With a game like Perfect Dark, you are a corporate agent and you have a job to do. You have a list of objectives and you complete them using gadgets, weapons, disguises, and a good old fashioned knockout punch to the back of the head. Sometimes people must die to achieve your goals. But the original PD paints killing people in a grim light. PD intentionally gives its NPCs personality and a will to live. They beg for their lives. They voluntarily surrender. This is exactly the kind of details a PD series revival needs to capture, because these are the details that make PD different to its peers.
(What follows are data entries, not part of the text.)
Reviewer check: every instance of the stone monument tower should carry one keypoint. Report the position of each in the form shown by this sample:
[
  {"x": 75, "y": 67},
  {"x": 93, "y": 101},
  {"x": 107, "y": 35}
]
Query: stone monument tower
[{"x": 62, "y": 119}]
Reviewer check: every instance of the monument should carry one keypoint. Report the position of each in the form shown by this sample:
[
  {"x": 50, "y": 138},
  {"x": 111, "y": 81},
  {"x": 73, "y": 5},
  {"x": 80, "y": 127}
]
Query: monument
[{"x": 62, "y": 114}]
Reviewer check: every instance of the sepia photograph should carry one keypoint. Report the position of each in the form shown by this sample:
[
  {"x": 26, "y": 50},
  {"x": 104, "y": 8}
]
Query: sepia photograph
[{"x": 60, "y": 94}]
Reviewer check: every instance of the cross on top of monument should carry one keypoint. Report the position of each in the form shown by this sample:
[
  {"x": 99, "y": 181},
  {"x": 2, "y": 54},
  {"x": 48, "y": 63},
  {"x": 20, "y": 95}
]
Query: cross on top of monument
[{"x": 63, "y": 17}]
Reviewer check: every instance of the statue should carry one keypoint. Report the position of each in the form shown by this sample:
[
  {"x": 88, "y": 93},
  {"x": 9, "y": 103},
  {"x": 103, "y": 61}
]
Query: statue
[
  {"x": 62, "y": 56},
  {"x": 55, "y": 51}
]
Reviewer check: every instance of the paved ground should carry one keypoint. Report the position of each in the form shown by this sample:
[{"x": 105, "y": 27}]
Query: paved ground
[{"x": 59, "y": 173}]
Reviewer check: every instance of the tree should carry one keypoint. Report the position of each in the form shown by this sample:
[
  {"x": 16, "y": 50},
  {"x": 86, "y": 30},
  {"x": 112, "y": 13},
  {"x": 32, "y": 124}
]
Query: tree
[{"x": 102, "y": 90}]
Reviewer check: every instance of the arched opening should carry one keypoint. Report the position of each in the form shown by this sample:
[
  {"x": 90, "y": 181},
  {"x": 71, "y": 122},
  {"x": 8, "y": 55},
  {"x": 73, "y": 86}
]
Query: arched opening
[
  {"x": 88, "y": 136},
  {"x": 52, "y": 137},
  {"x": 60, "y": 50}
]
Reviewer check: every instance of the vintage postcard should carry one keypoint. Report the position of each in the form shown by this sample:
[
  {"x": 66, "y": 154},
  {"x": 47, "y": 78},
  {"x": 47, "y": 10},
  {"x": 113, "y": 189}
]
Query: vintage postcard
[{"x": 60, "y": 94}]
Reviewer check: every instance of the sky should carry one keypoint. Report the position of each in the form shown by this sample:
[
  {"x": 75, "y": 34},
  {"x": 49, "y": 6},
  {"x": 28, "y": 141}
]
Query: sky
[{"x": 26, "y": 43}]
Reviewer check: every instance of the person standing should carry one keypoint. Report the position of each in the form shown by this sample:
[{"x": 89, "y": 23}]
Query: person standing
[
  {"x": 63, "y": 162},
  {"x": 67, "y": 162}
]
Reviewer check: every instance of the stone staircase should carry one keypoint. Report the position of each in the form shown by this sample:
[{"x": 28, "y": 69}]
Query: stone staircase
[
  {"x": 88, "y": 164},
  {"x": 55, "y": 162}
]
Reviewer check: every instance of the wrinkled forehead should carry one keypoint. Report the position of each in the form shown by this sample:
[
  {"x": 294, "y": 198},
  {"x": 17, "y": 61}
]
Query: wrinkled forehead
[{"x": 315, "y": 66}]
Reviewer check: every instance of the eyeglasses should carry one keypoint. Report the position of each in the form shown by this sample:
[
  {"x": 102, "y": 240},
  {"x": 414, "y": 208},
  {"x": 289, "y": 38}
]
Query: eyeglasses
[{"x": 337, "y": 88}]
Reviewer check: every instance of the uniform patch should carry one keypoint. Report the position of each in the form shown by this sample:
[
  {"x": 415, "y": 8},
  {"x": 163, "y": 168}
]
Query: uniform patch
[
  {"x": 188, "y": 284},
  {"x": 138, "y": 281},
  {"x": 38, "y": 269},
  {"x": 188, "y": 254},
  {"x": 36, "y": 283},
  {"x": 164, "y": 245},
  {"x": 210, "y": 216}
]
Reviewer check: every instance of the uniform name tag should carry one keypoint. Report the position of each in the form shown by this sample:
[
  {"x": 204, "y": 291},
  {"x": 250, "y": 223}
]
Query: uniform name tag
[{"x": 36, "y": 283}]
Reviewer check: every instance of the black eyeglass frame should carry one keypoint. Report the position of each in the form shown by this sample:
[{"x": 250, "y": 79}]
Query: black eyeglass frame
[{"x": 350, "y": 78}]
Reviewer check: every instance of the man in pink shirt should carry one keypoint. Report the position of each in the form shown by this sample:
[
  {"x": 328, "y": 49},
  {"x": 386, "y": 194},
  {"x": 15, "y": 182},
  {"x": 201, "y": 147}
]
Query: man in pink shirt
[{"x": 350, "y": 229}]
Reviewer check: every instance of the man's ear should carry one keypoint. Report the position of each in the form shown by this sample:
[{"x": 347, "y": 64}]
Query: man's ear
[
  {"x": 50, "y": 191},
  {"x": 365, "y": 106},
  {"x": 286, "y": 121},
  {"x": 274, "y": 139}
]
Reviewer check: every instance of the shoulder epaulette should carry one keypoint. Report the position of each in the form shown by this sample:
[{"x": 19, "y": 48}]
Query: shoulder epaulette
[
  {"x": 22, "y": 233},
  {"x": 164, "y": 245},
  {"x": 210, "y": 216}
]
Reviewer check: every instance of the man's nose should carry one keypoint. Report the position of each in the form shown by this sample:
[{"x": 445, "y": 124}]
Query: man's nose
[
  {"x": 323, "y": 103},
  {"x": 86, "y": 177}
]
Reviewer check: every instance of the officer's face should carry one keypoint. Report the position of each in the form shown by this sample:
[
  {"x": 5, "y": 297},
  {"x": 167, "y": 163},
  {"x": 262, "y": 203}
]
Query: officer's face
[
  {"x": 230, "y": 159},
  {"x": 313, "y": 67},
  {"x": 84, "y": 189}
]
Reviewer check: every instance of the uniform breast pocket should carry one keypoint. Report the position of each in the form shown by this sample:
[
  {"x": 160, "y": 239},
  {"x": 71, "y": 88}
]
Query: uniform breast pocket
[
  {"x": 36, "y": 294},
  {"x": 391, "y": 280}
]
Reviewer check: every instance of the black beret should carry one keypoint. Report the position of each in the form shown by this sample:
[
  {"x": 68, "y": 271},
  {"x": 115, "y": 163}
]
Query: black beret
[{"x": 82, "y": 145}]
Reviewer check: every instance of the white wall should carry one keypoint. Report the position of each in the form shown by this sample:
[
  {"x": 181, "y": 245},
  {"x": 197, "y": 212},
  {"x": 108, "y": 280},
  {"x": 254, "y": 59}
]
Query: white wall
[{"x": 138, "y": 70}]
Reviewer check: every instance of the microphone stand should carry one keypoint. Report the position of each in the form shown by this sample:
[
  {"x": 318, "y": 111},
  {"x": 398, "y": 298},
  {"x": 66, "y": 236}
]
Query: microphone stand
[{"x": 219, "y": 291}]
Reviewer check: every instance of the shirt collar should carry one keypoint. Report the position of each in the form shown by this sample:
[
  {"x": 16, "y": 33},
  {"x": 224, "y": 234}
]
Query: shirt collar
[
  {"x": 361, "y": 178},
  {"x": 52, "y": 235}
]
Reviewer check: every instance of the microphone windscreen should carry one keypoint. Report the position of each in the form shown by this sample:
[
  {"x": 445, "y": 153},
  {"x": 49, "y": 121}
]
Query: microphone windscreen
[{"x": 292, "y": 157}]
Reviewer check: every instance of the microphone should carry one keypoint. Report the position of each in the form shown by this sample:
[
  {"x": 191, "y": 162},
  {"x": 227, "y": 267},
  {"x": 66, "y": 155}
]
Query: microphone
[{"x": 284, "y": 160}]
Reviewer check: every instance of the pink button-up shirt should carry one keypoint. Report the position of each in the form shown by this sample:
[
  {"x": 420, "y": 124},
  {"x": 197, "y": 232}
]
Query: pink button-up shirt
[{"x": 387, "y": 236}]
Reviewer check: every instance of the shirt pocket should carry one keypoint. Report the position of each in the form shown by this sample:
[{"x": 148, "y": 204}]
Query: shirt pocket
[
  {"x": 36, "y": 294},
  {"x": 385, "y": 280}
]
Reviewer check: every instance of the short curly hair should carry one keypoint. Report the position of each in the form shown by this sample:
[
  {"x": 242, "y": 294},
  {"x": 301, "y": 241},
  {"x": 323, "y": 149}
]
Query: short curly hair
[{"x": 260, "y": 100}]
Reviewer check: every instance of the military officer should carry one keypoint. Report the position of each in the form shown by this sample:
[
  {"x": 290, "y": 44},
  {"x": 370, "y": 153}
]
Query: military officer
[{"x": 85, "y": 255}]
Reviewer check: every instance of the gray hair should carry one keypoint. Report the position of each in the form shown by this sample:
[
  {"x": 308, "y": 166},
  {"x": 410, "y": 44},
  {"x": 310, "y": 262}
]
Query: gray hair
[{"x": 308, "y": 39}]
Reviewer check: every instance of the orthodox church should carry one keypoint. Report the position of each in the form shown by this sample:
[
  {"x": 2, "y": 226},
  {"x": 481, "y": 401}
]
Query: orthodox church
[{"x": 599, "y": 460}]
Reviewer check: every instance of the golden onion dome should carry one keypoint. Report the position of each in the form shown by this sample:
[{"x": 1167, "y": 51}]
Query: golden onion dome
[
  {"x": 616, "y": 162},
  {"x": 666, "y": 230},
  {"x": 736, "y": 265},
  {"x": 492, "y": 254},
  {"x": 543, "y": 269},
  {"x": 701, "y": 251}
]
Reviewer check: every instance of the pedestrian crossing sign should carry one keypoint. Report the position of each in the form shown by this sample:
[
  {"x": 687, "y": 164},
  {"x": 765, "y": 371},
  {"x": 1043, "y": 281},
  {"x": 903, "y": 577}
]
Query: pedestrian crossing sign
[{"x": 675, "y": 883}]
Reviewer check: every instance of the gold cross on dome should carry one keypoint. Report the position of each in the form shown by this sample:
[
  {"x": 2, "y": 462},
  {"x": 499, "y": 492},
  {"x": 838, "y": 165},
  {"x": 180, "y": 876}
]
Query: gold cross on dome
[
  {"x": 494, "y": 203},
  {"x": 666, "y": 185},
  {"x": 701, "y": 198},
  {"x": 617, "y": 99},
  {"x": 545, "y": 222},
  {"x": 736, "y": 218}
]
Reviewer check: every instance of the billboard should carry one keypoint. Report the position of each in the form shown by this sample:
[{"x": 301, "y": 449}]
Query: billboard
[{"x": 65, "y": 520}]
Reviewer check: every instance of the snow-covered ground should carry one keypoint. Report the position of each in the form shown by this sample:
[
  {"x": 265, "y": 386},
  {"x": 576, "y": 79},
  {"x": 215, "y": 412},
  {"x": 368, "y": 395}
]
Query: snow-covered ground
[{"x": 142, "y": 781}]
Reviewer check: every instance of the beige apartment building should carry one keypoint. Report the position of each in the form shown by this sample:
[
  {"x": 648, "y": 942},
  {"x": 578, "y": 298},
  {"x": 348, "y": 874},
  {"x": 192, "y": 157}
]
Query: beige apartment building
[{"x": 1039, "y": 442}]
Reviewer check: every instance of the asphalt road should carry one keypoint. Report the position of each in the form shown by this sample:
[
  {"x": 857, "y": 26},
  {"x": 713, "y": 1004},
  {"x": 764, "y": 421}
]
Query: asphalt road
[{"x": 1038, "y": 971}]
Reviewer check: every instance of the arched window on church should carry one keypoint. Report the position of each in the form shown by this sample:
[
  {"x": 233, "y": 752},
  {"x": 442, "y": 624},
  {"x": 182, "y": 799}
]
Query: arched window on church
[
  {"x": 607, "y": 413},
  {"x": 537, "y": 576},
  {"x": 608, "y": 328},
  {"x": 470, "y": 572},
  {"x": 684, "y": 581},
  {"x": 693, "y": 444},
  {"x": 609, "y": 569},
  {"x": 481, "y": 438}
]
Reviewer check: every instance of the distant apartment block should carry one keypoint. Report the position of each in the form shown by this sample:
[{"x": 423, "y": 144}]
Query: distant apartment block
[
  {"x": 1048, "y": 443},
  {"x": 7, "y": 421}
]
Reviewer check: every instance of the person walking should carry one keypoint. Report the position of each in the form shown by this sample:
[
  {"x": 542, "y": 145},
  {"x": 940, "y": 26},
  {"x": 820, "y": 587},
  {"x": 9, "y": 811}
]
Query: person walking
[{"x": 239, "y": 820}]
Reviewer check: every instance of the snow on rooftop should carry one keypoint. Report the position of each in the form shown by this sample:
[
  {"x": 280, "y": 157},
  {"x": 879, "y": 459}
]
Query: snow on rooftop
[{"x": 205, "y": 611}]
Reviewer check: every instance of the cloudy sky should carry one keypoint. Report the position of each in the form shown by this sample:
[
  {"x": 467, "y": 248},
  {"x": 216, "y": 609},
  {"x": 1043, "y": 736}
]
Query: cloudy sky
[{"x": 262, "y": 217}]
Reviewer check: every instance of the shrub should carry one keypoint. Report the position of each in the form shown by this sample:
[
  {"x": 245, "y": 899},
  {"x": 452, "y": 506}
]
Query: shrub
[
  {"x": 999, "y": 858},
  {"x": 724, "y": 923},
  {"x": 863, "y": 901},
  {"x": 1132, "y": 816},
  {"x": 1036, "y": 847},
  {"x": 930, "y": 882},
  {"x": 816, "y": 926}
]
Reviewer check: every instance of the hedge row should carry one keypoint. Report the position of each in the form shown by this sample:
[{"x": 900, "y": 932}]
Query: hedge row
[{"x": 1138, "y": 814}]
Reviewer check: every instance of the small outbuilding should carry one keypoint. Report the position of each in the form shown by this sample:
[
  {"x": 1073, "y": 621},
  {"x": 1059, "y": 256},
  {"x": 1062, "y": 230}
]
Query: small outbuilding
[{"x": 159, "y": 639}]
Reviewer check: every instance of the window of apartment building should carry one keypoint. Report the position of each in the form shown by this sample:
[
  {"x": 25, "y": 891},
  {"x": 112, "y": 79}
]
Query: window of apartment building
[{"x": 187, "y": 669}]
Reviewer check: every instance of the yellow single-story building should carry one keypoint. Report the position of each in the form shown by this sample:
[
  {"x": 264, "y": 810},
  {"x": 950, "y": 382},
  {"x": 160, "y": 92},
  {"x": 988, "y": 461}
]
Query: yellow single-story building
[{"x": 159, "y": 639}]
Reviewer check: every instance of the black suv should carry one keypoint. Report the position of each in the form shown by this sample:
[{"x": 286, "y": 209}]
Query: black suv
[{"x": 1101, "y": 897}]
It's like Thief. People love Thief (1998). People love Thief 2 (2000). People... kinda like Thief 3 (2004). People detest Thief 4. If Square Enix want to bring Thief back, they'll have no choice but to examine what Thief 1/2/3 did well and build upon that. That doesn't mean Thief can't reinvent itself into an open world game. It doesn't mean it can't experiment with stuff like third person. (Although first person is best for that style of stealth.) But removing all the elements that make Thief "Thief" and then trying to present it as a series revival would blow up in Square Enix's faces. And Perfect Dark faces a similar fate. I'm hoping for the best, of course.